My mother-in-law has been with Jesus for almost nine years. Cancer took her far too soon. In August of 2007, we welcomed our first son into this world, and within a week, we learned she had cancer in her colon and pancreas.
I remember thinking, how could life give us new joy while threatening hers? I struggled to process it and slipped into a quiet depression. On the outside, I looked fine, but inside, I was not.
We thought her cancer had been caught early, that a little chemo would do the trick. We were wrong. After treatments and surgery, she spent three weeks in the ICU before taking her last breaths.
Today would have been her 76th birthday. I don’t know exactly how we would have celebrated, but I know it would have been together, surrounded by family.
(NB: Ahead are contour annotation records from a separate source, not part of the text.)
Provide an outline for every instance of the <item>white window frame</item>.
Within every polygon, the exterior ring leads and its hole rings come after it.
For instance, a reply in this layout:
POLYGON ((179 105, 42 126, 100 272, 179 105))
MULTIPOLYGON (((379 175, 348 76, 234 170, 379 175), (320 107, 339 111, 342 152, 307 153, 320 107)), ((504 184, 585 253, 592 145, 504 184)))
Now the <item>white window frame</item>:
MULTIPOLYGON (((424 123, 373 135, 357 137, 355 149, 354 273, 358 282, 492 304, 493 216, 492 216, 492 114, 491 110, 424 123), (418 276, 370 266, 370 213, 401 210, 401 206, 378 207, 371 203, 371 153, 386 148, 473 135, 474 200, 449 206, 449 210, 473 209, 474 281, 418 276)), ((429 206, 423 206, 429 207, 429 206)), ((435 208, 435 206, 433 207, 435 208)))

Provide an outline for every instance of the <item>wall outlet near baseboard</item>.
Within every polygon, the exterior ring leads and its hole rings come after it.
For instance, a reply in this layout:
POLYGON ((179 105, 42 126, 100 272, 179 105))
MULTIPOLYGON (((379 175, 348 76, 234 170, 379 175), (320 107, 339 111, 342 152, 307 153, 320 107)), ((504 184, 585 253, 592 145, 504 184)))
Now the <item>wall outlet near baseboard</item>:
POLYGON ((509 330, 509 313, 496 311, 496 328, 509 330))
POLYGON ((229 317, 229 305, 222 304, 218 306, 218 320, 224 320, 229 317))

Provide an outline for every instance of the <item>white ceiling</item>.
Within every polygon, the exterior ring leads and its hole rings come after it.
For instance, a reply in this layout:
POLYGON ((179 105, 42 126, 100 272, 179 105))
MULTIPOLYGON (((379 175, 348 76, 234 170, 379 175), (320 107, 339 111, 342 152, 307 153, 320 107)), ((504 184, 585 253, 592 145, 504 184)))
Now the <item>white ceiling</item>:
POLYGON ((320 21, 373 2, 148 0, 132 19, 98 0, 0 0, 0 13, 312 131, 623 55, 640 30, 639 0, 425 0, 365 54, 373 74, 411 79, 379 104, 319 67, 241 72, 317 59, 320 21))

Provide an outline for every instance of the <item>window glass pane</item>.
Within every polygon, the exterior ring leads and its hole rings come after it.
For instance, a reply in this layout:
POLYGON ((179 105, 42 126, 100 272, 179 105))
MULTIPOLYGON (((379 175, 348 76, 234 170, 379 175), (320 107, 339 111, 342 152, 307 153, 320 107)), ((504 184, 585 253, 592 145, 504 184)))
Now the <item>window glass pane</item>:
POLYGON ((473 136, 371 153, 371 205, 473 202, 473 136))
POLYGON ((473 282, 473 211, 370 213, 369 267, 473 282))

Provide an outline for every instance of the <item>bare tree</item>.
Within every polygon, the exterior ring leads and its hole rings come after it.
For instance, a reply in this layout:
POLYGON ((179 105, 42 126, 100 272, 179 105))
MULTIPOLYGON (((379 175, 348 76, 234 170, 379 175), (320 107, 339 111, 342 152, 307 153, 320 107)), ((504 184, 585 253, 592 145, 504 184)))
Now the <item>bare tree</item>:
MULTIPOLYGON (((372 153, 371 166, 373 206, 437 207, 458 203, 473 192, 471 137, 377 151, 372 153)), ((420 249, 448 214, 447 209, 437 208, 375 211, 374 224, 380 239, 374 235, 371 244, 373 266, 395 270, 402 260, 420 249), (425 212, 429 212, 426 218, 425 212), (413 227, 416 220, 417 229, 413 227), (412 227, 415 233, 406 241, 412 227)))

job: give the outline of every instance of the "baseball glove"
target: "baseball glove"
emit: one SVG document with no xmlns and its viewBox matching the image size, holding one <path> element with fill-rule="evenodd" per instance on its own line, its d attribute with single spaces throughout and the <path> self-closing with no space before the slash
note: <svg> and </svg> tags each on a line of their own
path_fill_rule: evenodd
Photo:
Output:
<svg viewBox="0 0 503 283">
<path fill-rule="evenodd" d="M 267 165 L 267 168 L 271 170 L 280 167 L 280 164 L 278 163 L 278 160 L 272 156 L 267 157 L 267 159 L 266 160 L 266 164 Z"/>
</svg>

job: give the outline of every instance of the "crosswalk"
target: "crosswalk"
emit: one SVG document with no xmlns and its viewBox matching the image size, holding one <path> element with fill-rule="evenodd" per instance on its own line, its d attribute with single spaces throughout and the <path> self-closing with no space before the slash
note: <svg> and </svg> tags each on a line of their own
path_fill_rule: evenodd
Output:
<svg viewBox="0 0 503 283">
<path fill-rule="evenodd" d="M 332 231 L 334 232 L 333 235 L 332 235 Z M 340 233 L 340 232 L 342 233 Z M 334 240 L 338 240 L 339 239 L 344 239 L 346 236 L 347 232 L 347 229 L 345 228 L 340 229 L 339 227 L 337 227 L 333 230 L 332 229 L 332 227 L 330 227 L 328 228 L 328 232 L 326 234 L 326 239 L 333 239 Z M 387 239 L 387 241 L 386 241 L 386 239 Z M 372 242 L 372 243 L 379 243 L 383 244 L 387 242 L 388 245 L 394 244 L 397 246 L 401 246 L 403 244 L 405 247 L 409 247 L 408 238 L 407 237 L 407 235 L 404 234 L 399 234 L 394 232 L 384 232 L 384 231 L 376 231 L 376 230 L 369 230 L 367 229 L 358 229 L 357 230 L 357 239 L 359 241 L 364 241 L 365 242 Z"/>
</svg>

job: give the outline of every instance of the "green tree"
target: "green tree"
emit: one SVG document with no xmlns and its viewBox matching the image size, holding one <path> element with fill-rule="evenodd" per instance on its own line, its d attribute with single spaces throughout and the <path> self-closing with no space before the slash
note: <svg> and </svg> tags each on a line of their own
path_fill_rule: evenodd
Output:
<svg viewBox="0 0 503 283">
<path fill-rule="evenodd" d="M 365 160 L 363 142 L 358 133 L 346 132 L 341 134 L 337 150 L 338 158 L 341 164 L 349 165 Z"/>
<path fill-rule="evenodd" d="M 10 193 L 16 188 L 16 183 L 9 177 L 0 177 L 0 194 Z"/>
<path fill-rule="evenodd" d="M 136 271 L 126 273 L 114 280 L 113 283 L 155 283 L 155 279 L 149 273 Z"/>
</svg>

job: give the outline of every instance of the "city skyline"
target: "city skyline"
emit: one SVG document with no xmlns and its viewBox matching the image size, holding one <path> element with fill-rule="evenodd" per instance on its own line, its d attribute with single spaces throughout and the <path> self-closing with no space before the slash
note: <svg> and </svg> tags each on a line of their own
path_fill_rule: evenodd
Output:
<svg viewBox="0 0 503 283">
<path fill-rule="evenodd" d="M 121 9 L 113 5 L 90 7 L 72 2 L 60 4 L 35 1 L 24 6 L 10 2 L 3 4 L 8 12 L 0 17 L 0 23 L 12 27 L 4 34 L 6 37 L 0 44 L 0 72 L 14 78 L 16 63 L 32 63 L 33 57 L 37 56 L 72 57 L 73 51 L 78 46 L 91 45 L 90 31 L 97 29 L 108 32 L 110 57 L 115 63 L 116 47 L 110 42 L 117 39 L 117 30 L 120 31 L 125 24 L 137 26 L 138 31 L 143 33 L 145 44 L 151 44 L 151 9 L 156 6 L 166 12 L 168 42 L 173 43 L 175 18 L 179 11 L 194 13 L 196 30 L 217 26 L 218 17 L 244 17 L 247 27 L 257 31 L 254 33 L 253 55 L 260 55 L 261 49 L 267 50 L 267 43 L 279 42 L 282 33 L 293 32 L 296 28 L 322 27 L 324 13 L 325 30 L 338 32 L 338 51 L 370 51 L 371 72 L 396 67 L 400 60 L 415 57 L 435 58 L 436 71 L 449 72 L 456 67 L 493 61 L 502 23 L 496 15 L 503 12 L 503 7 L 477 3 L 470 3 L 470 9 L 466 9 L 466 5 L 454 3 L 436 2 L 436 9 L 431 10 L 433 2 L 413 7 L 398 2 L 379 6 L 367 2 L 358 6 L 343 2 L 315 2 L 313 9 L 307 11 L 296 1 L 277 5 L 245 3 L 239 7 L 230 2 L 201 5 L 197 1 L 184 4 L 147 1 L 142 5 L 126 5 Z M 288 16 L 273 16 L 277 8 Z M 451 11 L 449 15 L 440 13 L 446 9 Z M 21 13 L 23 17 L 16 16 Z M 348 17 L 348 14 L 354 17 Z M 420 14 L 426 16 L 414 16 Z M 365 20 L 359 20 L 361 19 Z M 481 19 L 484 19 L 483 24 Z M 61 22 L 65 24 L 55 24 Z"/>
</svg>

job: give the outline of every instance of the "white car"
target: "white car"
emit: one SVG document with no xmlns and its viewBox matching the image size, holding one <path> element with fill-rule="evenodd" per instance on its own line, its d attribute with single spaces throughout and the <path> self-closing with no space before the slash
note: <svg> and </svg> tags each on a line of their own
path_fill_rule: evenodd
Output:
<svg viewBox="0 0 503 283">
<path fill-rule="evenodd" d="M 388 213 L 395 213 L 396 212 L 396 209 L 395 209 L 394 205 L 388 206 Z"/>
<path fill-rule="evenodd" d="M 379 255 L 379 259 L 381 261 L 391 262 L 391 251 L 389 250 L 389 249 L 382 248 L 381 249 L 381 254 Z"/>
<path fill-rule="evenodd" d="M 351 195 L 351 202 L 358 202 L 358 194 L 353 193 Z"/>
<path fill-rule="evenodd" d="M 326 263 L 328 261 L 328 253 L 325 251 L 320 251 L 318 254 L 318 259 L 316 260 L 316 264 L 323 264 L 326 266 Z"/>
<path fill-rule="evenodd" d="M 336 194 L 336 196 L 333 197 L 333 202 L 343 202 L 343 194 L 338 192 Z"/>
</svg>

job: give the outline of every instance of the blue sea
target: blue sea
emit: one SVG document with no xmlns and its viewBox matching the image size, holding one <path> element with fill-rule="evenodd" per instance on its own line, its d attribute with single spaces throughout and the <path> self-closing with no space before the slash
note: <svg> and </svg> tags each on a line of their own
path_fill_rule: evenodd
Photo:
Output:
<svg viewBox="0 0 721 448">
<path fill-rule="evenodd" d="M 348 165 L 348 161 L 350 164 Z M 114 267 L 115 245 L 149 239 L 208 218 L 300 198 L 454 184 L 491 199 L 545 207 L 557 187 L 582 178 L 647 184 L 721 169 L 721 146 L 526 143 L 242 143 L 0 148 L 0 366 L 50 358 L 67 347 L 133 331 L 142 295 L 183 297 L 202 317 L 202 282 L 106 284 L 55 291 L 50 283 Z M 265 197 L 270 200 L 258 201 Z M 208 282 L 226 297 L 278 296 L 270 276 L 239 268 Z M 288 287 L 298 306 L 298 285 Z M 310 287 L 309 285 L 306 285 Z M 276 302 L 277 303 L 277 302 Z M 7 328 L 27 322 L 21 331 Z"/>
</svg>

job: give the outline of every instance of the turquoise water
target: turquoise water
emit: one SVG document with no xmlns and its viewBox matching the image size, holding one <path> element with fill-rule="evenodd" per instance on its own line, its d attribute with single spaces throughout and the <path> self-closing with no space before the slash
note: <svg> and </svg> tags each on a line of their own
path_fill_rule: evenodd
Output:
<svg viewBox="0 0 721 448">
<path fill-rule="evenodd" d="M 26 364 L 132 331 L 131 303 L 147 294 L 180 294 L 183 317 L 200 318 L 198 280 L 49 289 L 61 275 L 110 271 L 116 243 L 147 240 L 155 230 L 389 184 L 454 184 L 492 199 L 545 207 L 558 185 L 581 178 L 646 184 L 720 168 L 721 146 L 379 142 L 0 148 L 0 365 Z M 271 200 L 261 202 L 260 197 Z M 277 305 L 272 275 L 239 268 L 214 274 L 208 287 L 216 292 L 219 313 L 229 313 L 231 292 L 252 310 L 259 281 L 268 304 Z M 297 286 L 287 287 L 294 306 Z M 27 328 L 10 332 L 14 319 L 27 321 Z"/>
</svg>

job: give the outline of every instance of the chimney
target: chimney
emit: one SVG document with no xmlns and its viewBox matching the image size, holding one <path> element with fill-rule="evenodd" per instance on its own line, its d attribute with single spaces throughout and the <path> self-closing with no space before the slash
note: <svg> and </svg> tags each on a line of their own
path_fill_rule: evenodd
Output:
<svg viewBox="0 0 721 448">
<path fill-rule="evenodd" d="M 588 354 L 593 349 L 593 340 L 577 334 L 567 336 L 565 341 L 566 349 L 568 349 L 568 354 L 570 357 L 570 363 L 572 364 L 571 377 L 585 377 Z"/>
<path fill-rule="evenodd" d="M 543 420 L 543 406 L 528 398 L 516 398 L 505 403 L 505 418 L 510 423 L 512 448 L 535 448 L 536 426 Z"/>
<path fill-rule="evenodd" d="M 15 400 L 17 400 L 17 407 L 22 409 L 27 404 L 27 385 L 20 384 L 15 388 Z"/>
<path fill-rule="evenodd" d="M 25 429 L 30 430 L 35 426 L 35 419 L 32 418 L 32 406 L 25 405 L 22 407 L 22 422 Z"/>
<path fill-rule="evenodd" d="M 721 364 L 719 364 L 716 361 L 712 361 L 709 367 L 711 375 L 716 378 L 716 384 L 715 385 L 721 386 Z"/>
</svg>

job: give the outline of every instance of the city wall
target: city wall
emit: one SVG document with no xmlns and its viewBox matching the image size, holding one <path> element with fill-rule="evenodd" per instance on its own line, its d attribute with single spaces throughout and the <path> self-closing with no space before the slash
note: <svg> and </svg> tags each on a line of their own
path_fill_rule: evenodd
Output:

Each year, we still choose to celebrate her birthday. We could dwell on grief, but we choose joy, remembrance, and gratitude instead.
We miss her, the laughter, her voice, her small habits, even the silly arguments over things that didn’t matter.
This afternoon, one of my brothers brought a package of double-stuffed chocolate chip sandwich cookies. We added them to our already enormous banana splits, sang, shared memories, and celebrated. We can’t stay in sadness; we can honor it briefly, but we must also choose life, joy, and gratitude.
Friends, life is hard. I know that firsthand. There are days when all you want to do is give up. But even in the toughest seasons, we can choose to celebrate, to find joy, and to cling to God’s goodness.
I celebrate that my mother-in-law rests safely, fully healed, in the arms of Jesus. Life is hard, but God’s grace is always present. And in the midst of trials, there are moments so sweet and full of blessing that your heart could just burst open.
Whatever season you are in, hang in there. It will get easier, even if slowly. And might I suggest keeping something to celebrate on the calendar? Something to look forward to, something that reminds you of life’s beauty and God’s faithfulness.